Monday, November 18, 2013

Ten Things Jim Rigby Gets Wrong about Jesus, the Church and Homosexuality

1) If Jesus did not mention a subject, it cannot be essential to his teachings.

The fact is, we don’t know whether Jesus ever mentioned homosexuality or not. “But there are also many other things which Jesus did; were every one of them to be written, I suppose that the world itself could not contain the books that would be written” (John 21:25). But the real error is the implied argument “not essential = irrelevant and disposable”. Jesus’ silence cuts both ways; if he said nothing particularly memorable about the commandment in Leviticus, it means that he neither rejected nor modified it.

2) You are not being persecuted when prevented from persecuting others.

Persecution is “a program or campaign to subjugate or eliminate a specific group of people, often based on race, religion, sexuality, or social beliefs”. To persecute is “to pursue in a manner to injure, grieve, or afflict; to beset with cruelty or malignity; to harass; especially, to afflict, harass, punish, or put to death for one’s race, sexual identity, adherence to a particular religious creed, or mode of worship.” Persecution is persecution; persecutors always believe they have some noble social goal which justifies their repressive legislation and litigation. So long as you use the courts to force Christians to play along, you're engaging in persecution; you can call it "counter-persecution", if that eases your over-burdened conscience.

3) Truth isn’t like wine that gets better with age.
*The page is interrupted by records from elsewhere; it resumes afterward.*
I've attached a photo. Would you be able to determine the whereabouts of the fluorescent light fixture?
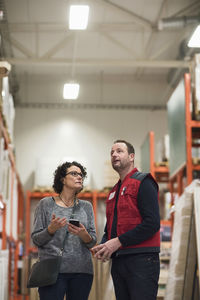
[188,25,200,48]
[63,83,80,100]
[69,5,89,30]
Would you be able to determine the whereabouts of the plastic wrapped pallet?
[0,250,9,300]
[164,180,200,300]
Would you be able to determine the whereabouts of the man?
[93,140,160,300]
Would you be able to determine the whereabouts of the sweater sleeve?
[118,177,160,246]
[31,200,53,247]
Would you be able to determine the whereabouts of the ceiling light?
[188,25,200,48]
[69,5,89,30]
[63,83,80,100]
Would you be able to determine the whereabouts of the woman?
[31,161,96,300]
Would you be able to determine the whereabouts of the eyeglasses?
[66,171,84,179]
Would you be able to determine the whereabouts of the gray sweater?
[31,197,96,274]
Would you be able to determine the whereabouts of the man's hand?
[48,214,67,234]
[92,237,122,262]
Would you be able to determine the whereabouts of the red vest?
[106,168,160,249]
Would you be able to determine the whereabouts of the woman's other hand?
[48,214,67,234]
[67,222,92,243]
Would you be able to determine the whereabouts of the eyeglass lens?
[66,171,83,178]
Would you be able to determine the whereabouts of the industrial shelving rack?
[0,112,24,300]
[169,73,200,195]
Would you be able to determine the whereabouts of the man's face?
[111,143,134,171]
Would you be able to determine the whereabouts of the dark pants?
[38,273,93,300]
[111,253,160,300]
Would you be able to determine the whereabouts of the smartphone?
[69,219,80,227]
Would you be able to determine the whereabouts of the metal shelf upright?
[169,73,200,199]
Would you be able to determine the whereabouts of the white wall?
[15,108,167,190]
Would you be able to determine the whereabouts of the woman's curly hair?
[53,161,87,194]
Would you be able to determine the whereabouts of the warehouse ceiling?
[0,0,200,109]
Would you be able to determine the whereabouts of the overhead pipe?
[157,16,200,30]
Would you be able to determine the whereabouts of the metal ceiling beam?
[42,33,72,59]
[90,0,152,30]
[6,57,192,68]
[16,102,166,111]
[10,37,35,57]
[5,22,152,34]
[169,0,200,18]
[102,32,138,57]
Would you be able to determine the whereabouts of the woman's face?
[63,166,83,192]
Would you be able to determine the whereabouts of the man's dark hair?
[114,140,135,154]
[53,161,87,194]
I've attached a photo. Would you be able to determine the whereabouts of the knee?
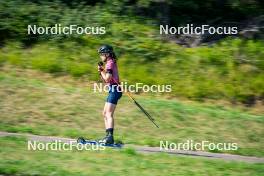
[102,111,106,117]
[105,112,112,118]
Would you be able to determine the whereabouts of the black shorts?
[106,84,122,104]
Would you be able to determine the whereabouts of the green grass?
[0,67,264,156]
[0,137,264,176]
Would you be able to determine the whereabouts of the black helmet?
[98,45,114,54]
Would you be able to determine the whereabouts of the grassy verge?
[0,68,264,156]
[0,137,264,176]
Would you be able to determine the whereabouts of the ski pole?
[98,62,159,128]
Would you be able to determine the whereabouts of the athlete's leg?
[102,103,108,129]
[105,102,116,129]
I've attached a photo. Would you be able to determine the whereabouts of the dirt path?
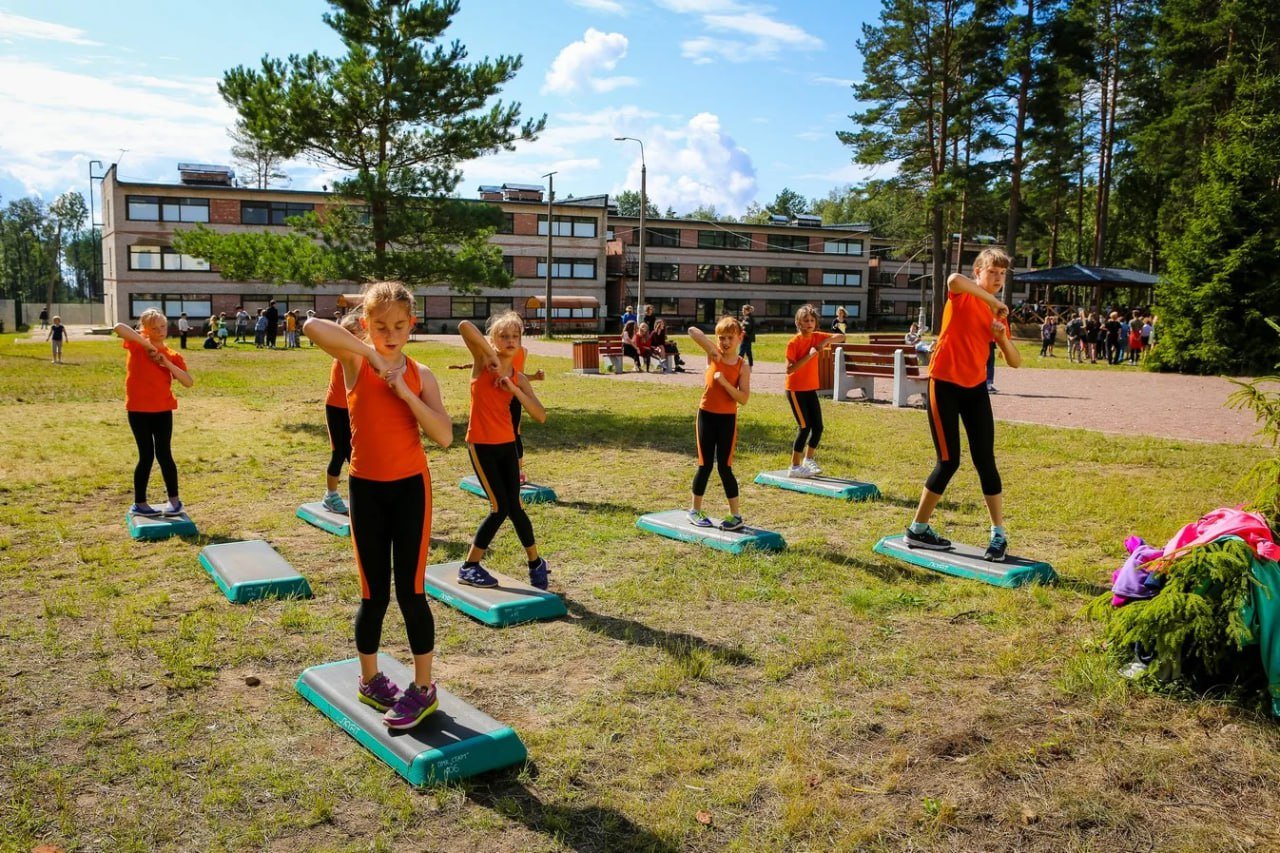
[419,334,1261,444]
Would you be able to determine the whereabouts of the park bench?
[831,343,929,409]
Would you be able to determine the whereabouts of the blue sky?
[0,0,888,214]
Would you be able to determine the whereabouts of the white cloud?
[543,27,637,95]
[0,12,102,45]
[568,0,627,15]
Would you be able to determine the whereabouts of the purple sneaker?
[356,672,401,711]
[383,681,440,729]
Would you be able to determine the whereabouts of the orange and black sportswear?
[124,341,187,411]
[347,356,426,482]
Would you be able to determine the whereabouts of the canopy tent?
[1014,264,1160,309]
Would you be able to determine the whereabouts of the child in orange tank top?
[689,316,751,530]
[115,309,196,517]
[303,282,453,729]
[458,311,549,589]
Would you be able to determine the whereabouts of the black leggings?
[924,379,1004,496]
[511,397,525,459]
[787,391,822,453]
[324,403,351,476]
[694,409,737,501]
[467,442,536,549]
[349,473,435,654]
[129,411,178,503]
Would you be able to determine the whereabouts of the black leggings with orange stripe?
[924,379,1004,496]
[787,391,822,453]
[467,442,538,548]
[349,474,435,654]
[694,409,737,501]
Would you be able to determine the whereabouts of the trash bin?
[573,338,600,373]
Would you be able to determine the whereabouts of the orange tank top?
[698,357,742,415]
[467,370,516,444]
[347,356,426,482]
[324,360,347,409]
[929,293,1009,388]
[124,341,187,411]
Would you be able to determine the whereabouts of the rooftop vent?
[178,163,236,187]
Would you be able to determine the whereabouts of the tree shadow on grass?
[467,765,680,853]
[564,598,755,666]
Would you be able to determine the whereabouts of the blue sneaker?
[689,510,716,528]
[529,557,552,589]
[458,564,498,587]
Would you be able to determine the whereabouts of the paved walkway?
[416,334,1262,444]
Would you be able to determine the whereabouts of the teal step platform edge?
[124,512,200,539]
[296,501,351,537]
[458,475,556,503]
[294,654,527,786]
[200,539,311,605]
[755,470,879,501]
[873,534,1057,588]
[636,510,787,553]
[424,561,568,628]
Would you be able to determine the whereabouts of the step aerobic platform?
[636,510,787,553]
[200,539,311,605]
[296,501,351,537]
[458,475,556,503]
[755,470,879,501]
[873,534,1057,588]
[294,654,527,785]
[424,561,568,628]
[124,512,200,539]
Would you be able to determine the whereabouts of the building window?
[764,266,809,284]
[129,246,209,273]
[822,240,863,255]
[644,264,680,282]
[129,293,214,321]
[768,234,809,252]
[538,214,595,237]
[538,257,595,278]
[698,231,751,248]
[644,228,680,248]
[698,264,751,284]
[241,201,316,224]
[124,196,209,222]
[822,269,863,287]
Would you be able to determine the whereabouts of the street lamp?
[543,172,557,339]
[613,136,653,325]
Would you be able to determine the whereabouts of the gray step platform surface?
[755,469,879,501]
[424,561,568,628]
[874,534,1057,588]
[124,512,200,539]
[296,654,527,785]
[458,474,556,503]
[200,539,311,605]
[297,501,351,537]
[636,510,787,553]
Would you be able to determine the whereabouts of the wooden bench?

It’s more like manna you must recognize wherever you are and whoever you’re with.

Which means … nothing, really, unless Rigby is trying oh so gently to argue that anything old must be false, which is nothing more than “chronological snobbery”.
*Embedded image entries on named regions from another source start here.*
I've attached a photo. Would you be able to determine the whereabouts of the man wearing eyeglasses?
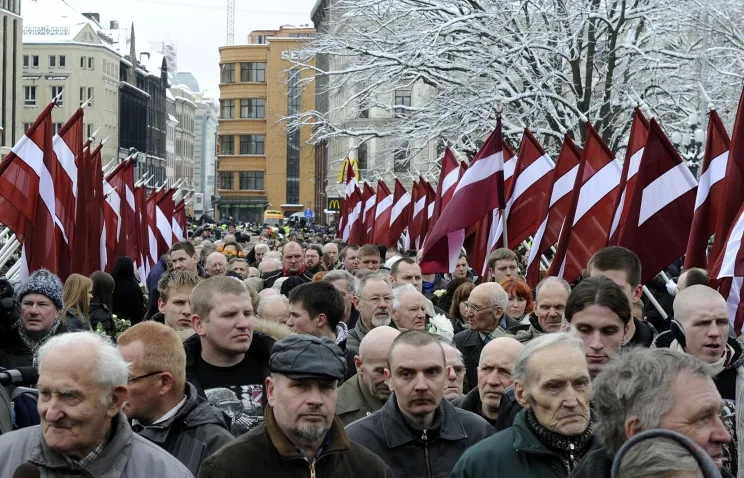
[346,273,395,355]
[117,321,233,476]
[454,282,519,392]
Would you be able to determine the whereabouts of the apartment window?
[240,134,264,154]
[222,63,235,83]
[357,143,368,169]
[240,98,266,119]
[220,171,235,189]
[52,86,65,106]
[222,100,235,119]
[240,171,264,191]
[220,135,235,154]
[23,86,36,106]
[240,62,266,83]
[392,142,411,173]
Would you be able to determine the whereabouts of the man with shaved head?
[654,285,744,474]
[458,337,524,432]
[454,282,519,392]
[336,325,400,425]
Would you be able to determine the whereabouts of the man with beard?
[654,285,744,475]
[346,330,494,478]
[507,277,571,344]
[199,335,392,478]
[336,325,400,425]
[346,272,393,355]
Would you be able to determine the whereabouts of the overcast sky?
[67,0,316,98]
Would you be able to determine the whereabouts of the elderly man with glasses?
[455,282,519,393]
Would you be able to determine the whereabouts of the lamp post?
[672,112,705,178]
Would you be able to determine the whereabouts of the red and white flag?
[372,180,398,247]
[527,135,581,289]
[618,119,697,284]
[548,123,622,282]
[421,117,506,274]
[607,108,648,246]
[362,181,377,244]
[388,178,412,247]
[684,110,730,270]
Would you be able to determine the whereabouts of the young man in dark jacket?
[198,335,392,478]
[346,330,493,478]
[117,321,233,475]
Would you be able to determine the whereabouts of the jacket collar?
[264,404,351,461]
[28,412,133,478]
[380,393,468,448]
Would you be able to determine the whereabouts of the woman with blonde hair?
[60,274,93,332]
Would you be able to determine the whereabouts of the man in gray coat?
[0,332,193,478]
[117,321,233,475]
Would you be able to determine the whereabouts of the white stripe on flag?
[638,163,697,227]
[695,151,728,210]
[576,159,623,226]
[453,151,504,193]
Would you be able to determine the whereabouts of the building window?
[220,171,235,189]
[240,98,266,119]
[357,143,368,169]
[222,63,235,83]
[240,134,264,154]
[392,142,411,173]
[220,135,235,154]
[240,171,264,191]
[240,62,266,83]
[222,100,235,119]
[395,90,411,115]
[23,86,36,106]
[52,86,65,106]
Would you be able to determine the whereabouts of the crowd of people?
[0,218,744,478]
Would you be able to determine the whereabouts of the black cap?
[269,334,346,382]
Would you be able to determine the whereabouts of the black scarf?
[527,410,592,473]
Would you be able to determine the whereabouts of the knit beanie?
[18,269,64,310]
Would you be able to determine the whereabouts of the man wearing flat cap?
[197,335,392,478]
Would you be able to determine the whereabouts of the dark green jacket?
[452,410,599,478]
[197,405,392,478]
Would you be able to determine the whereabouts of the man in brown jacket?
[198,335,392,478]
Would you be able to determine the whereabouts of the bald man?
[459,337,524,431]
[336,325,400,425]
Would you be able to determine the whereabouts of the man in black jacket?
[184,276,274,436]
[346,330,493,478]
[117,321,233,475]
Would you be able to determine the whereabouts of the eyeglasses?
[463,301,498,314]
[127,370,163,384]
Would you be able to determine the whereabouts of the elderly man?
[452,333,596,478]
[204,251,227,277]
[346,272,393,355]
[654,285,744,474]
[0,332,192,478]
[336,325,400,425]
[454,282,519,392]
[571,347,736,478]
[456,337,523,431]
[392,284,426,331]
[507,277,571,343]
[117,322,233,475]
[346,330,493,478]
[323,270,359,329]
[199,335,391,478]
[0,269,67,369]
[257,296,289,324]
[261,241,313,289]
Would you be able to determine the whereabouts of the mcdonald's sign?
[326,198,341,212]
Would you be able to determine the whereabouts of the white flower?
[426,314,455,342]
4) You cannot call it “special rights” when someone asks for the same rights you have.

The essential misdirection in the same-sex marriage argument is that gays have always had precisely the same liberty to marry that straight people have had. It’s just that a same-sex union is not a marriage, and has never really been a marriage, despite desperate attempts to refashion the friendship rituals of other cultures into SSM facsimiles. But the argument as phrased here is nonsense — of course you can call them “special rights”, regardless of whether others ask for them or not.

5) It is no longer your personal religious view if you’re bothering someone else.
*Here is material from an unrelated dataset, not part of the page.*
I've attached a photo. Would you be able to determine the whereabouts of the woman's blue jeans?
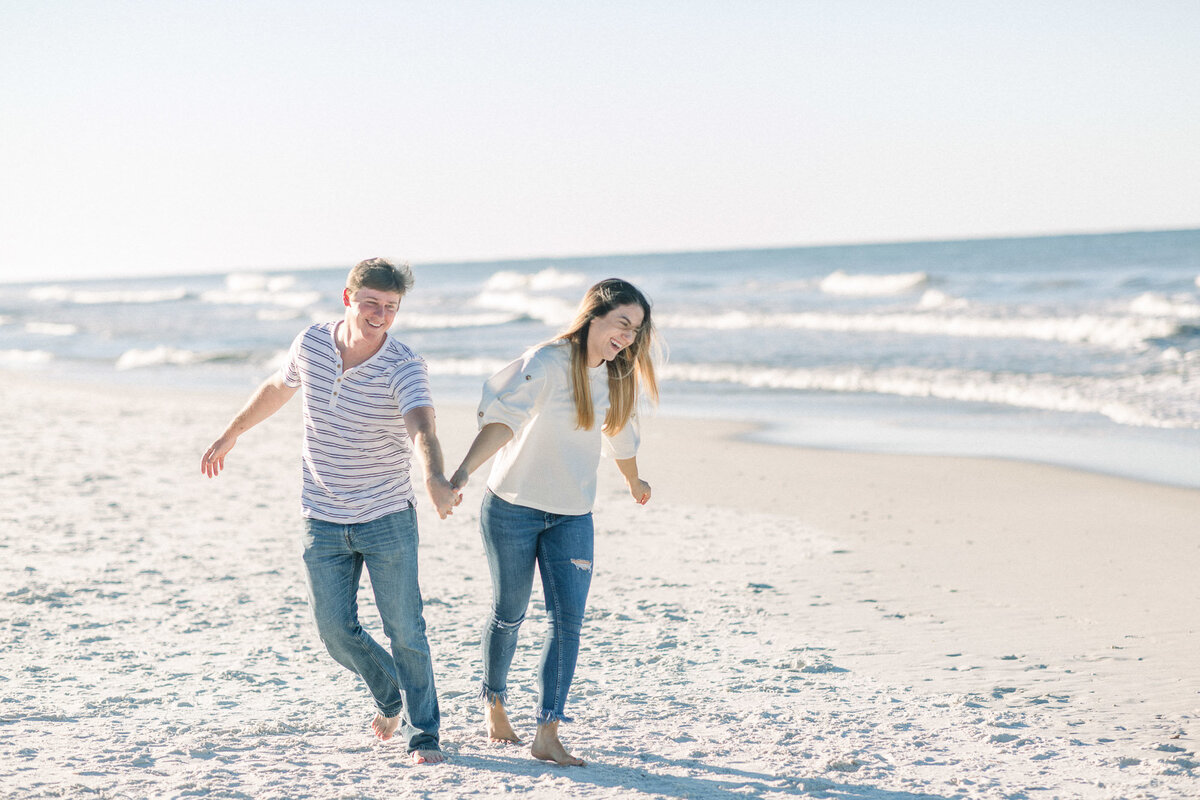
[480,492,593,723]
[304,509,440,750]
It’s still my personal religious view so long as I personally hold it, whether or not someone else doesn’t like it.

6) Marriage is a civil ceremony, which means it is a civil right.

The conclusion doesn’t follow from the premiss. So far as it is a civil ceremony — and it is not solely a civil ceremony, nor need a ceremony be involved — the State has always had the right to limit or restrict the grounds upon which a marriage could be legally contracted, which makes it more of a privilege than a right.

7) If how someone stimulates the public nerve has become the needle to your moral compass, you are the one who is lost.

Which is simply a fancy bumper-sticker way of saying, “If what I do bothers you, it’s your problem, not mine.” Fine; if my refusal to celebrate or cater to same-sex marriage bothers you, put on your big-boy britches and deal with it.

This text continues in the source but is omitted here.